To accommodate data harvesting activities, the Chronicling America Web site infrastructure and workflow includes several features specifically designed to support such work:

During data ingest, additional text-only data sets are created and stored separately ready for bulk download .
To create transparency and ease of access to the bulk downloadable data, feeds for the downloadable files, in both ATOM and JSON format were added. Researchers can subscribe to the feed to ensure they get any new data that is added.
For the interactive API (JSON & RDF) caching was added to provide fast responses for pages that need to be created “on the fly” by the server (as opposed to the bulk processed data that exists in flat files).

For the user, we intentionally provide access and support to users with a wide variety of needs and skills. For example, a student can download a csv file of all of the digitized newspapers available on the site; the csv file includes information about the title, first issue digitized, final issue digitized, state, etc. A researcher might be interested in large-scale text analysis; for that user, all of the OCR files have been bagged and are available for bulk download.

8. Whats next

you have something in place. whats next and why?

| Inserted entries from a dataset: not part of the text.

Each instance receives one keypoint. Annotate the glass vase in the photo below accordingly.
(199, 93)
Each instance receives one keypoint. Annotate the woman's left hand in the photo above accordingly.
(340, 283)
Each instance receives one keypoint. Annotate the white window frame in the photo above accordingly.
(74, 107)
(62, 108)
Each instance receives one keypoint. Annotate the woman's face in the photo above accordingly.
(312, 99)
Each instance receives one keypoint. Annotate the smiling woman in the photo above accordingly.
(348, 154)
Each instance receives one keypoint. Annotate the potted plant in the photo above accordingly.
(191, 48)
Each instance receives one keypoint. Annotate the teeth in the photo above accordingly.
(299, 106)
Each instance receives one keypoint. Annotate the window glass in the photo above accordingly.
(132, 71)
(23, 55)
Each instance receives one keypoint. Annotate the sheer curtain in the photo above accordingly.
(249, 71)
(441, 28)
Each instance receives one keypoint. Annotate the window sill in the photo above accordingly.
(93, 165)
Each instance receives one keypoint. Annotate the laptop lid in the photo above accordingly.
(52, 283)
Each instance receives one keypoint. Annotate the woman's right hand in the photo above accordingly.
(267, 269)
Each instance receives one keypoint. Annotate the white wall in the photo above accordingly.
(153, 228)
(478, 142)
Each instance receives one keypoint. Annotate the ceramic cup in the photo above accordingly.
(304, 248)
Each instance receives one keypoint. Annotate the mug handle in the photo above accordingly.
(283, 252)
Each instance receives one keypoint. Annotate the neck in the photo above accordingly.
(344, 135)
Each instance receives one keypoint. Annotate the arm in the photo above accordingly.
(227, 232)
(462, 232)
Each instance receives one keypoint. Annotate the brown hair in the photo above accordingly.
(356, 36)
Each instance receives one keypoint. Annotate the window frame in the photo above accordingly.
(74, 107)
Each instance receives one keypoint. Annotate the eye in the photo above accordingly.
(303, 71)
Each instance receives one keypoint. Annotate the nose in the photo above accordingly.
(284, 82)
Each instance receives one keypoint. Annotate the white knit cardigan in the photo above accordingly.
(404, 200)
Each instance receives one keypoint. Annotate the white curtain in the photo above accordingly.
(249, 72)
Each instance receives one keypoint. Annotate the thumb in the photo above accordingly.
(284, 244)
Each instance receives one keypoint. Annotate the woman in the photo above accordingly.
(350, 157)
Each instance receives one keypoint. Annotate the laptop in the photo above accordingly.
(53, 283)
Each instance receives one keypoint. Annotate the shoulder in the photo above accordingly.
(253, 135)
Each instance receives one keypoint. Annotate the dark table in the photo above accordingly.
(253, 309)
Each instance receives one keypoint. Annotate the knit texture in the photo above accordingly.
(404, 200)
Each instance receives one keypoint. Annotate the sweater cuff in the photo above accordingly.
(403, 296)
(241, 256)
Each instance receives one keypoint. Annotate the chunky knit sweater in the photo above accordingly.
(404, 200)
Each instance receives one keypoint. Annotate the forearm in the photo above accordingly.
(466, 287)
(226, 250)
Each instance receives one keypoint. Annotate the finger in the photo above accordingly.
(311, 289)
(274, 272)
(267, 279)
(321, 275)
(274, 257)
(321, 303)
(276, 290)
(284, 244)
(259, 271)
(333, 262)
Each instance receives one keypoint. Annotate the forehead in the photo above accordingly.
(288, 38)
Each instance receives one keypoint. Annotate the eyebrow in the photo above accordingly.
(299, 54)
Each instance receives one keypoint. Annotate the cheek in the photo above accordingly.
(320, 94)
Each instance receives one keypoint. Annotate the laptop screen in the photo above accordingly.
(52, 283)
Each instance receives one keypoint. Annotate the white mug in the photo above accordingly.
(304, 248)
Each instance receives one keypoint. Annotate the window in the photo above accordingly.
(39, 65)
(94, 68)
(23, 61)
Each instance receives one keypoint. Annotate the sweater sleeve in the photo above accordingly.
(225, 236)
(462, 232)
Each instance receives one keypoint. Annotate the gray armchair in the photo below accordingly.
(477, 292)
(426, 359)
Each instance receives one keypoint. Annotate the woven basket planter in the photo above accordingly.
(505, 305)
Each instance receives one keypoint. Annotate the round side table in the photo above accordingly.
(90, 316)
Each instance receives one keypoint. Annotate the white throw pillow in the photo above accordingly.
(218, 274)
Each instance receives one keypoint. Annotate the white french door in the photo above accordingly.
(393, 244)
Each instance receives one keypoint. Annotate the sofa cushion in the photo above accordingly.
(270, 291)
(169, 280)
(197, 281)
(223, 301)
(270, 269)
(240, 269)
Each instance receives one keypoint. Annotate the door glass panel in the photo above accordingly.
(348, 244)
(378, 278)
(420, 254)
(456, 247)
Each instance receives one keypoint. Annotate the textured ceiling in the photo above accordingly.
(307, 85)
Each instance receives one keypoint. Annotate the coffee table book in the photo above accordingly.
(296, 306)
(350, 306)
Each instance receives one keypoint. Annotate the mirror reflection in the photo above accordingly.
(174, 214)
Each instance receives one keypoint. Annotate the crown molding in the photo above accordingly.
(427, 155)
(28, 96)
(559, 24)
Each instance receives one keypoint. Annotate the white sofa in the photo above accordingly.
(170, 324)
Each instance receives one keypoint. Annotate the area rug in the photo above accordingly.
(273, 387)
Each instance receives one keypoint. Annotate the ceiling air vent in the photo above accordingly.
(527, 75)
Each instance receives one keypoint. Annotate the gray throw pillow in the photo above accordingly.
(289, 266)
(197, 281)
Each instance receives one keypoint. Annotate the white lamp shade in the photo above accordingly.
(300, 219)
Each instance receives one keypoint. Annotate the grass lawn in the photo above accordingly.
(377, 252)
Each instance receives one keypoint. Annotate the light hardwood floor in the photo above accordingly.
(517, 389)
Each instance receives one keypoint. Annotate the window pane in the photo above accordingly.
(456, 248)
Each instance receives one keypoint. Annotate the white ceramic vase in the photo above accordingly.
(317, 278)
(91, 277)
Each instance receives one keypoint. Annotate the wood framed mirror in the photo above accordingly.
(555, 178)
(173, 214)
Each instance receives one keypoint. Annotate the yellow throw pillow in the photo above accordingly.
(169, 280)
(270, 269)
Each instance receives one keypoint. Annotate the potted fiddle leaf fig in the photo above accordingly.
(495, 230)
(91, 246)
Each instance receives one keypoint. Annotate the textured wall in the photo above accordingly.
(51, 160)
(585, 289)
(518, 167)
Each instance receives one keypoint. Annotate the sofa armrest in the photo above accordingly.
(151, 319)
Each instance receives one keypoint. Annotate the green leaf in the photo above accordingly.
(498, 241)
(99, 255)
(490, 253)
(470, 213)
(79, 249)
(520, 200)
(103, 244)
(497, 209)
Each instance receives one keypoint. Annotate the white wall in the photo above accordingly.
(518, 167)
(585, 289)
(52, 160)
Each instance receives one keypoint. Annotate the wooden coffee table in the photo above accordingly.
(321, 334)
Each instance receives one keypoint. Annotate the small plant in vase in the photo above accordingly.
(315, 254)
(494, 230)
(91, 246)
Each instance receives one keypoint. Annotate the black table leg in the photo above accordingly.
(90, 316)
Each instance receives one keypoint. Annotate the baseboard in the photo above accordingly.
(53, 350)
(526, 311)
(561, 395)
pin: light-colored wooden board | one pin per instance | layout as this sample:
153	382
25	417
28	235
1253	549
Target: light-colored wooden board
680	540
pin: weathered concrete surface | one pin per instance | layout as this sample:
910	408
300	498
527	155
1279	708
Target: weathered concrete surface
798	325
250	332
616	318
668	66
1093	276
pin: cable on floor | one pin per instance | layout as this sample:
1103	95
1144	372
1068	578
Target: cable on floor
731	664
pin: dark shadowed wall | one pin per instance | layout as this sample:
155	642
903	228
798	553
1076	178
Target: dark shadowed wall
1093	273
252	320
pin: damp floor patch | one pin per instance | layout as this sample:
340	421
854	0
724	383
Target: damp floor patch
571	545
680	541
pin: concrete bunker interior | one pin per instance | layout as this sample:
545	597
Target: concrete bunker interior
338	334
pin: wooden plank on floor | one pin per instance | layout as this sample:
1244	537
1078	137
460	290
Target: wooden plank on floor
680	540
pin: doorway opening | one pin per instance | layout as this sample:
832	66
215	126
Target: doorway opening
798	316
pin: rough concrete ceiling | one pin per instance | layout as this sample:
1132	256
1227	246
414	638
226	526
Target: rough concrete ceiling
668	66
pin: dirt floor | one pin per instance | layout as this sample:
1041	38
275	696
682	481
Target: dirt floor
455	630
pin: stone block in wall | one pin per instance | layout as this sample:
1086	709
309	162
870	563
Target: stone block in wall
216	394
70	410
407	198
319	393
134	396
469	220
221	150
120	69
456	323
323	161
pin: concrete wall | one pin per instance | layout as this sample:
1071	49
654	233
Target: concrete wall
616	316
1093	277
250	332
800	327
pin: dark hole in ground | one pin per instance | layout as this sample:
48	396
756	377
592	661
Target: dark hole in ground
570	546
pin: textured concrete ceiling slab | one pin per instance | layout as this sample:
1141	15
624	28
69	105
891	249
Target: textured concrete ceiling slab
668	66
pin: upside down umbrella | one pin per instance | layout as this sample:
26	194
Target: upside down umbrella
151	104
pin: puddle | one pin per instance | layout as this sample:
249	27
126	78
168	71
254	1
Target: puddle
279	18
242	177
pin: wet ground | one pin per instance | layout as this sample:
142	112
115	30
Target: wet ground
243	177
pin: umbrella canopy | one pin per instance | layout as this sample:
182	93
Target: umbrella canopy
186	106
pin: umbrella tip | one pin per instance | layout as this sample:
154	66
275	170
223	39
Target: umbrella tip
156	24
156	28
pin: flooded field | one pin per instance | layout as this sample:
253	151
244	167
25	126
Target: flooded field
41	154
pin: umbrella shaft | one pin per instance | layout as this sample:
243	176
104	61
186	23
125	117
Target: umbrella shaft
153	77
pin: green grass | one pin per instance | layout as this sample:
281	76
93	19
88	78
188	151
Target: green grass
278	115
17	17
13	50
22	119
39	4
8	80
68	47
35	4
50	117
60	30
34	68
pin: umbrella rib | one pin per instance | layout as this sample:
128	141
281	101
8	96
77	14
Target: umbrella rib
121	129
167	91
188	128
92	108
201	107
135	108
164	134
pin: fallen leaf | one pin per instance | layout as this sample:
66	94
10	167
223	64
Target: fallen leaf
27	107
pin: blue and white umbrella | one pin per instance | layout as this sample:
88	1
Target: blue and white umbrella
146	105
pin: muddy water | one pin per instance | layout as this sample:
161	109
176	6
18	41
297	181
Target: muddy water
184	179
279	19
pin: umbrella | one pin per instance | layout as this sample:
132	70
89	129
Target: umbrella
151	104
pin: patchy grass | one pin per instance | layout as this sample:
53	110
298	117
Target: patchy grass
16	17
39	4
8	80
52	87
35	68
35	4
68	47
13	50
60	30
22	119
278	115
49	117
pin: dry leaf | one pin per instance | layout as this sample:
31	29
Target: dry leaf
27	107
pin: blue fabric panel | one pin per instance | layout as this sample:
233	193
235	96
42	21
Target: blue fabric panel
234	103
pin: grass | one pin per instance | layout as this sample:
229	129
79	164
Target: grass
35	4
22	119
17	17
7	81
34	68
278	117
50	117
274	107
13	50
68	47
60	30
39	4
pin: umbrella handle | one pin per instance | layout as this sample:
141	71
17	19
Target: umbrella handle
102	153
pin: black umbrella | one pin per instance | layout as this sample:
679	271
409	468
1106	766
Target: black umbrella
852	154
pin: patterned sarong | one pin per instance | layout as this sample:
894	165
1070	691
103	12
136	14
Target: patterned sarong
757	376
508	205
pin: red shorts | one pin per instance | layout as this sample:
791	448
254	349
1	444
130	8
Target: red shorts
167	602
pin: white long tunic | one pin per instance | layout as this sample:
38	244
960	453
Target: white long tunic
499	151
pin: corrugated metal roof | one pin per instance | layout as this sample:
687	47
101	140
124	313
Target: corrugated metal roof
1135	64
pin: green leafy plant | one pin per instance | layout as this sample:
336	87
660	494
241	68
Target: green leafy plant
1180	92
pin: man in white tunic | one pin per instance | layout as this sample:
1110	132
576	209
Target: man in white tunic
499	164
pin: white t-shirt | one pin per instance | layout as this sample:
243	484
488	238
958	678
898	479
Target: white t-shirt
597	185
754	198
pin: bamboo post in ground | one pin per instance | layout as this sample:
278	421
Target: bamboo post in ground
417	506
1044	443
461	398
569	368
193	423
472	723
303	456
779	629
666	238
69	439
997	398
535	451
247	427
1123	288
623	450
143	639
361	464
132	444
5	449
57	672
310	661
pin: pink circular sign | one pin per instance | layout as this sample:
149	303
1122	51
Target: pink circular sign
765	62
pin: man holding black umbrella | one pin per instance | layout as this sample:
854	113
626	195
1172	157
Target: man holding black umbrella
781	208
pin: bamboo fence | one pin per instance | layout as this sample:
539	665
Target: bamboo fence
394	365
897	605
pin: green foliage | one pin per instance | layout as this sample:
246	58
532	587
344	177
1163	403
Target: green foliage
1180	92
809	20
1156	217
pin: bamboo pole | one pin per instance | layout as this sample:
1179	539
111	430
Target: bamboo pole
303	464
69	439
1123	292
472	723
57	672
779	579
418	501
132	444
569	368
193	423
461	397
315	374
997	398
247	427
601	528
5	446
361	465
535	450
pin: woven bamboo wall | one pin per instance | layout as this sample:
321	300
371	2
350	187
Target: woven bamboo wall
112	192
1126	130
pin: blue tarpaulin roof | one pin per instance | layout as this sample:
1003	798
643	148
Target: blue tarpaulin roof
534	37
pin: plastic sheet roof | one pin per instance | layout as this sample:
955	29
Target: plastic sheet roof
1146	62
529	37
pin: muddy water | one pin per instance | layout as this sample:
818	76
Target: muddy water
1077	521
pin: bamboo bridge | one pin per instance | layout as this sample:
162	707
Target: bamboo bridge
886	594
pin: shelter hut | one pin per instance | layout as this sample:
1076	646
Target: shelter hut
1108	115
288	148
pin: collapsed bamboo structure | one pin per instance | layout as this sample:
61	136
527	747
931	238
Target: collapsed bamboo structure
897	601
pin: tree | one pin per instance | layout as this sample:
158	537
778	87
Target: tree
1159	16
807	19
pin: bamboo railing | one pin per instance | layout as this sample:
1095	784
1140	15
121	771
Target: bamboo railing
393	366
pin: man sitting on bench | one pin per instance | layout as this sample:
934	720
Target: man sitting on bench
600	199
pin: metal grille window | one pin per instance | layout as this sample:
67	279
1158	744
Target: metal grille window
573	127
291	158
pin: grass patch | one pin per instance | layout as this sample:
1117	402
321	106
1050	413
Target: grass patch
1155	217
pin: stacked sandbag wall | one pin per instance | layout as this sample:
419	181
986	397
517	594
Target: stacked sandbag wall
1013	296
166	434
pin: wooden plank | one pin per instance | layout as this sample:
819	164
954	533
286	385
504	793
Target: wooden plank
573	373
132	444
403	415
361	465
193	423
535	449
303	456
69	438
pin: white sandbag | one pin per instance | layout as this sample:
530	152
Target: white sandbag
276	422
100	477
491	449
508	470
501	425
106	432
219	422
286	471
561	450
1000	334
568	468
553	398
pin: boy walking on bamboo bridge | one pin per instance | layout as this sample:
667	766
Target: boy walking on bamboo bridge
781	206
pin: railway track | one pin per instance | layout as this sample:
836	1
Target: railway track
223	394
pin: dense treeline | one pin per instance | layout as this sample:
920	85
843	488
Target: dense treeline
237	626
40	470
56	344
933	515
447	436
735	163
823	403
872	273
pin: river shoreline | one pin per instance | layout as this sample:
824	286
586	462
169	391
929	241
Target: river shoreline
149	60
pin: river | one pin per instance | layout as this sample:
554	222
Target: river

Planned infrastructure and interface design upgrades as well as endeavors to integrate and streamline digital content presentations at the Library present challenges and opportunities related to API access to data collections. Planning is underway to integrate the Chronicling America dataset into the general digital collections of the Library. Providing API and bulk data download access to Chronicling America data has proven to be a valuable service, and as such, maintaining equivalent or improved access after integration is a priority for the Library. Much of the available digital collections at the Library of Congress lack API documentation or bulk data access. Leveraging the work done with Chronicling America in these areas, more data collections at the Library are expected to take advantage of the same approaches used by Chronicling America in the near future.